Müziğe ilgisi bu küçük yaşlarında başlayan Sâime Sinan, evden okula, okuldan eve dönerken pencerelerden akseden bir müzik parçası işittiğinde, birden bire durur, başını yana çevirip gözlerini kaydırarak, tüm dikkatini bu müziğe verirmiş.
Eve geldikten sonra da kulağı hep radyodaymış. Radyo yayını başladığında, koşarak radyonün önüne çöker, hoparlörden dökülen şarkıları adeta içer gibi zevkle dinlermiş.
Babası, sesi güzel olmasına rağmen musiki ile sadece dinleyici olarak ilgilenmiştir. Anne ve babasıyla 19 yaşına gelene kadar birlikte yaşamış, aradan geçen bu yıllarda, kulağı ve ruhunu daima musikiye vermiştir.
Musiki çevresinde yetişmemesine rağmen, çok çalışarak, sesini kullanmayı öğrenmiş ve 1946 yılında kendisini musiki camiasını kabul ettirecek radyo sınavına girip kazanmayı başarmıştır.
Ankara Radyosu’nun ikinci kuşak sanatçılarından olan sanatçı, beş yıl süreyle burada koroda solo programlarında yer almış, özellikle Behiye Tetiker ve Berrin Erbay ile birlikte yaptığı “Üç solistten şarkılar” isimli programda adını duyurmuştur.
Haftanın belli günlerinde bu üç sanatçı, yıllarca programlar icra ederler ve aynı zamanda hergün öğleden sonra, radyodaki derslere devam ederlermiş. Bu şartlarda çabalayıp, kısa süre içinde kendini kabul ettirmiştir.
“İstanbul’da radyoya giriş müsabakası açılmıştı. Bundan bir müddet evvel bir Ermeniden aldığım bir musiki dersinden cesaret alarak, ben de bu imtihana girdim. Ama yine de radyoya gelinceye kadar hiç kimsem, hiçbir öğreticim yoktu.
Şaşmayın, ben kendime hoca oldum, kem hocaydım hem talebe. Ankara Radyosu için İstanbul’da açılan müsabakaya girerken, bir tarafım talebeliğin heyecanından ve korkudan titriyor, hoca tarafım ise beni durmadan teşvik ediyordu. Kazandıktan sonra hem iftihar duydum, hem zevk, hem sevinç.”
Ankara Radyosu sınavını kazanmasıyla bir başına Ankara’ya gelen sanatçı, bir süre o yılların ünlü sanatkarı Sâbite Tur Gülerman hanımın evinde kalmıştır. “Yalnız başıma Ankara’ya gelerek çalışmaya başladım. Hiç unutmam, ilk mikrofon karşısında söylediğim “Bir dert gibi akşam” şarkısından sonra tuhaflaşmıştım. Fakat korkudan doğan bir heyecan değil, zevkten doğan bir heyecan. Zira mikrofon karşısında okumaya bayılıyorum.

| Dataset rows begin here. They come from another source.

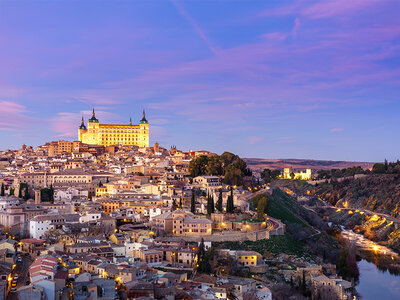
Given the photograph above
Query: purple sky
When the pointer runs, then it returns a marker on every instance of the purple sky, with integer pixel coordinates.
(272, 79)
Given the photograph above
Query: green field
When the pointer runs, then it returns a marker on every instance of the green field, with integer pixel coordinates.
(276, 245)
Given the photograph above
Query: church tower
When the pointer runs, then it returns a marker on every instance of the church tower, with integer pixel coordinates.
(144, 131)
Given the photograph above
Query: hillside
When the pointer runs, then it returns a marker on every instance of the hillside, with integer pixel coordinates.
(258, 164)
(376, 192)
(303, 224)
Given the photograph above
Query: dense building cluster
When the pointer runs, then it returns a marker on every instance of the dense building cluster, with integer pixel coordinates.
(121, 222)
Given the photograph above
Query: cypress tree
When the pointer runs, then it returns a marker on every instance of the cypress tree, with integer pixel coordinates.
(304, 287)
(203, 262)
(26, 193)
(193, 203)
(51, 193)
(219, 202)
(20, 191)
(229, 205)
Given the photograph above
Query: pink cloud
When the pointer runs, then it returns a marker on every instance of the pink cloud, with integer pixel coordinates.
(13, 117)
(255, 140)
(196, 26)
(336, 129)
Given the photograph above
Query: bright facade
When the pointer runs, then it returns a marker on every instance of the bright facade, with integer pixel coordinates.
(114, 134)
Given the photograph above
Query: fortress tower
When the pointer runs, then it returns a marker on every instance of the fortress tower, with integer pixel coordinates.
(114, 134)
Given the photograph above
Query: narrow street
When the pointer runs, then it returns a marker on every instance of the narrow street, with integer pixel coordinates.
(21, 269)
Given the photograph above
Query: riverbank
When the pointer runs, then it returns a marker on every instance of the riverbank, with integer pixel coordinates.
(379, 268)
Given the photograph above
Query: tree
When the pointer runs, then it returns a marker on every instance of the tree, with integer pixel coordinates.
(20, 191)
(203, 260)
(210, 204)
(26, 192)
(51, 193)
(378, 168)
(193, 202)
(342, 264)
(262, 207)
(229, 204)
(219, 202)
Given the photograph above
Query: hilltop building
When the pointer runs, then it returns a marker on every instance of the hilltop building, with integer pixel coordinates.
(113, 134)
(297, 175)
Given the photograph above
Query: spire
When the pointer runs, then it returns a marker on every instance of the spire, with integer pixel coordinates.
(82, 124)
(93, 118)
(143, 120)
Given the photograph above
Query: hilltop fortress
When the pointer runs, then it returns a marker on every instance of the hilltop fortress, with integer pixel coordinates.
(113, 134)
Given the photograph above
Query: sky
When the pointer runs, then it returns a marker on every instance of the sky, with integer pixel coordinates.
(267, 79)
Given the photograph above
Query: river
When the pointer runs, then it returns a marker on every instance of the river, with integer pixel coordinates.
(376, 284)
(379, 269)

Konserlerde de okumayı severim ama, devamlı olarak asla. Bana çok güç gibi geliyor. Bestekarlardan Hammâmîzâde İsmail Dede Efendi ve Şevki Bey‘in eserlerini okumayı çok severim. Piyasa şarkılarıyla da ilgilenirim, mesala şu sıralar “Gözü ceylan gözüdür” şarkısı aklıma geldi ki, en ziyade sevdiklerimden biri de budur.” Ne zaman dinlesem hüzünlendiğim şarkı ise, Acem aşîrân makâmındaki “Bin cefa görsem ey sanem senden‘ isimli bestedir.”
Ankara radyosunun ciddi ve disiplinli bir eğitim anlayışı içinde yetişen Sinan; Mesud Cemil, Rûşen Ferit Kam ve Ahmet Refik Sevengil gibi büyük sanat insanlarından feyz almış, güzel iri gözleri, siyah uzun kaşları, 1.60 boyu ve ince yapılı zarif görüşü ve kendine has okuma tarzıyla hayranlarınca merak edilen sanatkar, kısa sürede radyonun takip edilen sesi olmuştur.

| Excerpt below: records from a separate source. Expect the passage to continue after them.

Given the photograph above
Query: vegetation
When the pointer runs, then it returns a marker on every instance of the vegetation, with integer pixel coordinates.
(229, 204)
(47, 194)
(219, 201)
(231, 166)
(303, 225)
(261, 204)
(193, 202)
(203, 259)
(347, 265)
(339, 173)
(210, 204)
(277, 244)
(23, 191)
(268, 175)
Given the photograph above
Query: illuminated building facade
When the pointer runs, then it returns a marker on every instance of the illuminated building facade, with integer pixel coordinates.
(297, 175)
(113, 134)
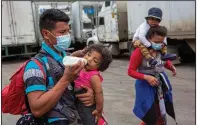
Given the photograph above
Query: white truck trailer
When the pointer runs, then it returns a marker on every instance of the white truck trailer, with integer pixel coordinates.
(83, 13)
(18, 32)
(179, 19)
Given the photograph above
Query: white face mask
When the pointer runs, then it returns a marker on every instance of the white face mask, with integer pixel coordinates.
(63, 42)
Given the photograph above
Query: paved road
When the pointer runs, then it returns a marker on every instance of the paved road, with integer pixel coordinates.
(119, 93)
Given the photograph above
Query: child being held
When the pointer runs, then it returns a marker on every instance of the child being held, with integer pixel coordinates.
(98, 59)
(139, 40)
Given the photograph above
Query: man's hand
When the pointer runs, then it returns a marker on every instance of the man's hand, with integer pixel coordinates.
(173, 69)
(79, 53)
(151, 80)
(97, 114)
(72, 72)
(87, 98)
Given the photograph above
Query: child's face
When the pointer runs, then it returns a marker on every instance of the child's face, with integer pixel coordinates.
(153, 21)
(93, 60)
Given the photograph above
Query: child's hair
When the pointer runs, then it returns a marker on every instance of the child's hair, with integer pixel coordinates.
(105, 53)
(159, 30)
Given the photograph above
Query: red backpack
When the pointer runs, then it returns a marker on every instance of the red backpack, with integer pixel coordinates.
(13, 95)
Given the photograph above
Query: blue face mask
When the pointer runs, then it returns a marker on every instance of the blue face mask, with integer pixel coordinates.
(63, 42)
(156, 46)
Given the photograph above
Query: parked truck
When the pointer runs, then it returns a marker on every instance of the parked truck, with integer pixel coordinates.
(83, 13)
(178, 18)
(40, 6)
(18, 31)
(111, 27)
(118, 20)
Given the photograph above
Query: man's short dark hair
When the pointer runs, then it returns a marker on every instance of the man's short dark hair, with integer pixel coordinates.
(50, 17)
(105, 53)
(158, 30)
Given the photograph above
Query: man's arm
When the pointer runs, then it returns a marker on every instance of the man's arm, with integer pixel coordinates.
(41, 101)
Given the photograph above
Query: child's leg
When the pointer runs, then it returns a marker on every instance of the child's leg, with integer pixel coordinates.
(164, 50)
(145, 52)
(86, 114)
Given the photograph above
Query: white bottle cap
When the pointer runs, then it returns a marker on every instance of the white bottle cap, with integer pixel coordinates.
(71, 60)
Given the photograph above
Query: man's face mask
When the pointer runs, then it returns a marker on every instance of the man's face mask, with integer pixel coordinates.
(63, 42)
(156, 46)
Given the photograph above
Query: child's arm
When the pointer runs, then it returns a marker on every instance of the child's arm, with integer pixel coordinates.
(97, 87)
(142, 36)
(168, 65)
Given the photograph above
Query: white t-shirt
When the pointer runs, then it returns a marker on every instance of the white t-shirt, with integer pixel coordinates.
(141, 32)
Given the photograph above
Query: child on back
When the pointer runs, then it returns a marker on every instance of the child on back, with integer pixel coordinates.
(98, 59)
(139, 40)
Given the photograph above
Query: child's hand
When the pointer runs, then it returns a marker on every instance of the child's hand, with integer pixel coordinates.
(173, 69)
(98, 114)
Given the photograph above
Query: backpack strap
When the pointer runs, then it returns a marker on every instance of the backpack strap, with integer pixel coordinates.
(40, 64)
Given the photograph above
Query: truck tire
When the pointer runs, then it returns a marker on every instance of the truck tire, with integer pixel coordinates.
(186, 54)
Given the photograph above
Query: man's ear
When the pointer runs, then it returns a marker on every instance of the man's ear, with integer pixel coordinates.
(45, 34)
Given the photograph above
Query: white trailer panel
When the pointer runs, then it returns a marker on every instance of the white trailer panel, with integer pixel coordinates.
(178, 16)
(17, 22)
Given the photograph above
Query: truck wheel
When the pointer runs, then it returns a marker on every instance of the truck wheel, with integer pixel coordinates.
(186, 53)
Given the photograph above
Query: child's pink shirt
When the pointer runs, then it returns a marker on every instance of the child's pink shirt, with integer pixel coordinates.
(85, 78)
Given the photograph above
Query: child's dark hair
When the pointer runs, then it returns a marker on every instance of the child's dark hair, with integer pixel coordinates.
(50, 17)
(105, 53)
(159, 30)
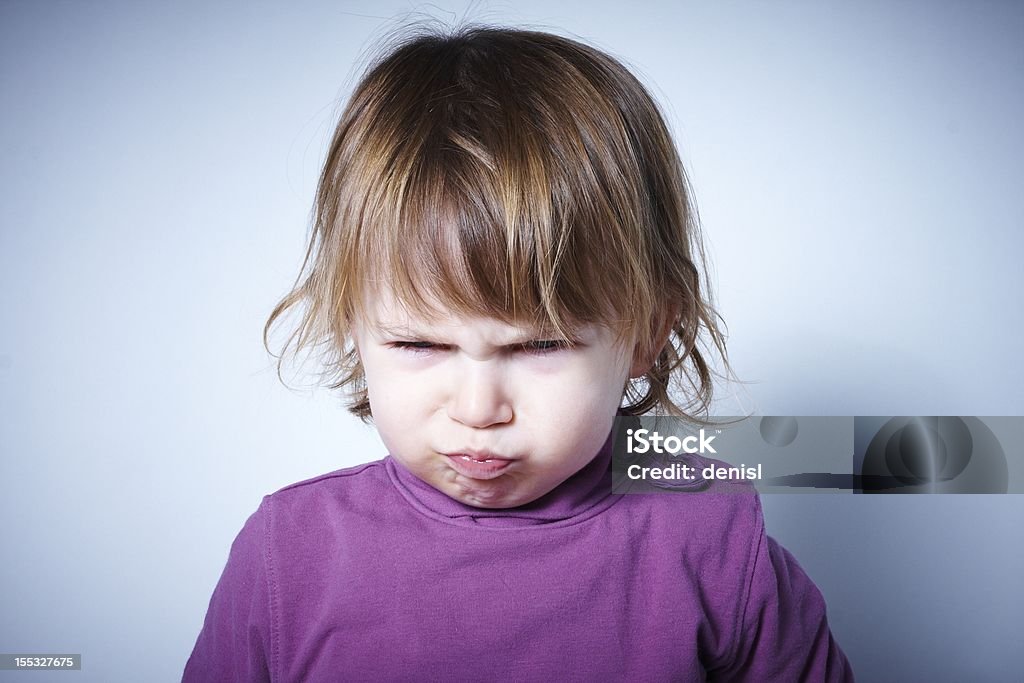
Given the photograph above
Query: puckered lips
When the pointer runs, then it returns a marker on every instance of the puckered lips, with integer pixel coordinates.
(478, 464)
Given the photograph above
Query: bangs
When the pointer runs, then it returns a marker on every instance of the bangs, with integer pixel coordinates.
(485, 205)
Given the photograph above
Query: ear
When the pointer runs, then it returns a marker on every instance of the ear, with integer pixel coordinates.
(644, 356)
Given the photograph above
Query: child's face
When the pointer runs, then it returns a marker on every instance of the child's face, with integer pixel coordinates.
(493, 415)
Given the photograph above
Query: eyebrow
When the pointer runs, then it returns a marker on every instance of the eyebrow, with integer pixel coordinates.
(411, 333)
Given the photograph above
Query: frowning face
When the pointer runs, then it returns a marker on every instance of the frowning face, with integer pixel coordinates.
(493, 415)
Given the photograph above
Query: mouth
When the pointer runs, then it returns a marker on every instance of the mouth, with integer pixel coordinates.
(478, 465)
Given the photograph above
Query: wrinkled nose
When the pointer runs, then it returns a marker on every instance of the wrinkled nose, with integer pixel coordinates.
(479, 395)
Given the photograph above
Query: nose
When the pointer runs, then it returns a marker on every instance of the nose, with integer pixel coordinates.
(480, 395)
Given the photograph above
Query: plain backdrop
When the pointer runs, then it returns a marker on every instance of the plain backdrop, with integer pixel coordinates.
(857, 167)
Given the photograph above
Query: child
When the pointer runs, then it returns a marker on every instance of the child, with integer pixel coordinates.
(504, 256)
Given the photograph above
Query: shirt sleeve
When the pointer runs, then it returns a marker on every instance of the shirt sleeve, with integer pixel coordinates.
(783, 633)
(233, 644)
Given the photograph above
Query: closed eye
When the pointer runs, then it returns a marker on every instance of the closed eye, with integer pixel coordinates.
(418, 346)
(543, 346)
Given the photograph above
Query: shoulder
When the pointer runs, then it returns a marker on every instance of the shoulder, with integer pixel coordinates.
(309, 504)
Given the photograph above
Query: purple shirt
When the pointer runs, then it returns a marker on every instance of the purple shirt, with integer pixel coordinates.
(370, 574)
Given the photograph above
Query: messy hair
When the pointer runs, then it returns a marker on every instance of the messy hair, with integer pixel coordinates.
(512, 174)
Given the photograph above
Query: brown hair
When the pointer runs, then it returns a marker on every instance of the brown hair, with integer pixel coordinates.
(512, 174)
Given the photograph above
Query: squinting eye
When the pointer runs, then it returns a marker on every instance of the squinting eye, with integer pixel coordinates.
(416, 347)
(545, 345)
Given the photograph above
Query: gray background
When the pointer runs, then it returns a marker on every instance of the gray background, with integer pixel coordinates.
(858, 171)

Sâime Sinan, İstanbul gazinolarından gelen tekliflere olumlu bakınca, sahnelerde yer almaya başlamıştır. Sâime Sinan’ın ses volümü geniş, güçlü soprano sesinin rengi çok zevklidir. Bu yıllarda hem sanatkarlarda, hem dinleyicilerde belli bir kalite anlayışı vardır.
Sâime Sinan’da günün sevilen moda şarkılarına programlarında yer verse bile, program düzeyine ve detay düzeyine hep dikkat etmiştir.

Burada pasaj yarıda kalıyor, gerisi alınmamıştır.